Grâce à ces progrès, la mortalité a diminué de moitié en une vingtaine d’années : 1 patient sur 4 meurt d’un AVC en France, et non plus 1 sur 2.

 

Une offre de soins spécialisés “inégalement répartie sur le territoire”

Dans les faits, tout le monde ne profite pas de ces avancées, signalent spécialistes, HAS et Cour des comptes, à l’occasion de la Journée de lutte contre les AVC.

“Les résultats obtenus, en premier lieu en termes de taux d’hospitalisation des patients en UNV, mais aussi, dans une moindre mesure, de délais de prise en charge et d’accès aux traitements de revascularisation, ou de qualité des soins, demeurent en effet nettement en deçà des attentes, ou des objectifs visés, malgré les importants progrès accomplis”, relève la Cour.

“Le taux des séjours de patients pour AVC incluant un passage en UNV (soins intensifs et/ou soins non intensifs) ne dépasse ainsi pas 50 %, tous types d’AVC confondus, selon les données de séjours hospitaliers pour 2023, loin de l’objectif visé d’une prise en charge systématique en UNV de 90 % des victimes d’AVC”, indiquent les Sages, constatant une offre de soins spécialisés qui reste “inégalement répartie sur le territoire”.
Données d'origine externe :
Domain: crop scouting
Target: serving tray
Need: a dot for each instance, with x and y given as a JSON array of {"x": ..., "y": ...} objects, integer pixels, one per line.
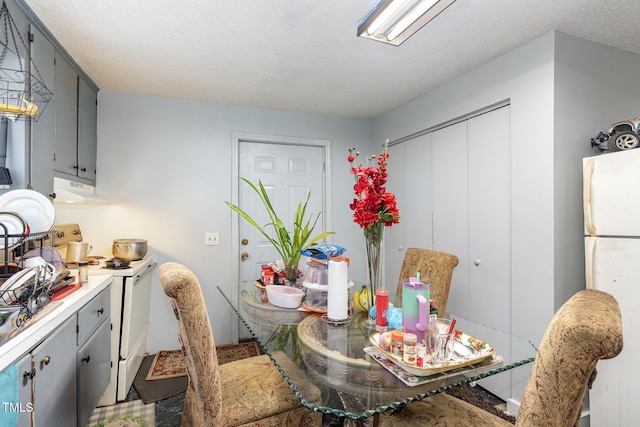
[{"x": 467, "y": 350}]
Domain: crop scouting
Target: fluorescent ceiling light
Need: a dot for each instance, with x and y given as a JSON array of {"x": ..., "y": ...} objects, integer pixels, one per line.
[{"x": 394, "y": 21}]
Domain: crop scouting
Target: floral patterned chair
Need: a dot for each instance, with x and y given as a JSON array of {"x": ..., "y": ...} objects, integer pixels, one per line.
[
  {"x": 587, "y": 328},
  {"x": 247, "y": 392},
  {"x": 434, "y": 266}
]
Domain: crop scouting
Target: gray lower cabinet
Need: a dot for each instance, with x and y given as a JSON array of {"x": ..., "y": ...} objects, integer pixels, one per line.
[
  {"x": 75, "y": 147},
  {"x": 50, "y": 369},
  {"x": 62, "y": 379},
  {"x": 94, "y": 370}
]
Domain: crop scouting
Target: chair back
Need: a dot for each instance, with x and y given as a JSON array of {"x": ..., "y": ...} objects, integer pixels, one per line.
[
  {"x": 203, "y": 400},
  {"x": 587, "y": 328},
  {"x": 434, "y": 266}
]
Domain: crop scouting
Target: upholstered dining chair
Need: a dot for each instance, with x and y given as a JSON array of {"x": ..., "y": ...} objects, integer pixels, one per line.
[
  {"x": 247, "y": 392},
  {"x": 587, "y": 328},
  {"x": 434, "y": 266}
]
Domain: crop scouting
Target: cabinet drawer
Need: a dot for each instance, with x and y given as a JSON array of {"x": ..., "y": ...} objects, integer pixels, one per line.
[{"x": 93, "y": 314}]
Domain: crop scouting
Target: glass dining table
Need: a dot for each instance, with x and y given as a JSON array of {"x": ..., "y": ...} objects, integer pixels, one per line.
[{"x": 337, "y": 357}]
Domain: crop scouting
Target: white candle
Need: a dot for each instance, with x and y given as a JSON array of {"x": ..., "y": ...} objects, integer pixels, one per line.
[{"x": 338, "y": 292}]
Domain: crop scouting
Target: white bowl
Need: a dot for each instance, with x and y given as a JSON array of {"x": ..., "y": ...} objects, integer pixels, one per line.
[{"x": 285, "y": 296}]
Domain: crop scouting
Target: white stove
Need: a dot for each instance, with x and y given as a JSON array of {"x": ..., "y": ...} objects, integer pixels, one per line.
[{"x": 130, "y": 294}]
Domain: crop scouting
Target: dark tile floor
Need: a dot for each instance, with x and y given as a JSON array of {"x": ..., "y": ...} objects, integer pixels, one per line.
[{"x": 168, "y": 411}]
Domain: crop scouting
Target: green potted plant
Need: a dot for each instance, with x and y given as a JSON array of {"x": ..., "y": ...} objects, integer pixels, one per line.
[{"x": 287, "y": 243}]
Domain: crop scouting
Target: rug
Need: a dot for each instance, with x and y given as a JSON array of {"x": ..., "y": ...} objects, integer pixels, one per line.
[
  {"x": 171, "y": 364},
  {"x": 127, "y": 414},
  {"x": 159, "y": 389}
]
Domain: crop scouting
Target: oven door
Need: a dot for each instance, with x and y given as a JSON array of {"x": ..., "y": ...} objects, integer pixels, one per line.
[{"x": 135, "y": 314}]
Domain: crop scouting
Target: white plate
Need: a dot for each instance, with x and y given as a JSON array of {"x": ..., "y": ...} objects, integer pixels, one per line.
[
  {"x": 36, "y": 209},
  {"x": 15, "y": 225},
  {"x": 13, "y": 283}
]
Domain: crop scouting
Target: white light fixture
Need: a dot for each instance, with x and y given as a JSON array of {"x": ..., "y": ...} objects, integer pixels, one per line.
[{"x": 394, "y": 21}]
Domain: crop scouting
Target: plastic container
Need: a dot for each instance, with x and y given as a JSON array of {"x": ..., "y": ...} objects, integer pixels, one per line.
[
  {"x": 382, "y": 305},
  {"x": 410, "y": 350},
  {"x": 83, "y": 272},
  {"x": 285, "y": 296},
  {"x": 316, "y": 283}
]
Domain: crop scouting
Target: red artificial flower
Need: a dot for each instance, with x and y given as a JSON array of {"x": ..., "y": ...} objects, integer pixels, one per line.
[{"x": 373, "y": 203}]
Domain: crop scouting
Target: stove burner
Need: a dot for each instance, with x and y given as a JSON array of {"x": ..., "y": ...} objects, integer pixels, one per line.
[{"x": 116, "y": 263}]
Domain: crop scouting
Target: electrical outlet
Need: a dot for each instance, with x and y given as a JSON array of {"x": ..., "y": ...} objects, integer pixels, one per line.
[{"x": 212, "y": 239}]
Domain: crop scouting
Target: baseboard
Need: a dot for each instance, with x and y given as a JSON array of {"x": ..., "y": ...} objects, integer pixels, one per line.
[{"x": 513, "y": 407}]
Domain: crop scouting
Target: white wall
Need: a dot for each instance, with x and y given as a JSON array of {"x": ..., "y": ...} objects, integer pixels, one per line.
[
  {"x": 563, "y": 91},
  {"x": 166, "y": 166}
]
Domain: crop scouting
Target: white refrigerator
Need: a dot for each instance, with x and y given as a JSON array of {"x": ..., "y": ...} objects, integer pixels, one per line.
[{"x": 611, "y": 198}]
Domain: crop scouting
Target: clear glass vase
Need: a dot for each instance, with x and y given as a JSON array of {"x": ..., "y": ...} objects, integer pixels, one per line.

“Malgré l’atteinte de l’objectif quantitatif de 140 UNV fixé dans le plan AVC, elle ne répond plus à l’ensemble des besoins aujourd’hui identifiés par les ARS.”

 

Ces unités font par ailleurs face à “des difficultés importantes” de recrutement médical et paramédical, se traduisant par “des tensions sur leurs capacités d’accueil des patients” : fermetures de lits, “récusation de patients”, “incapacité à assurer la permanence des soins 24h/24…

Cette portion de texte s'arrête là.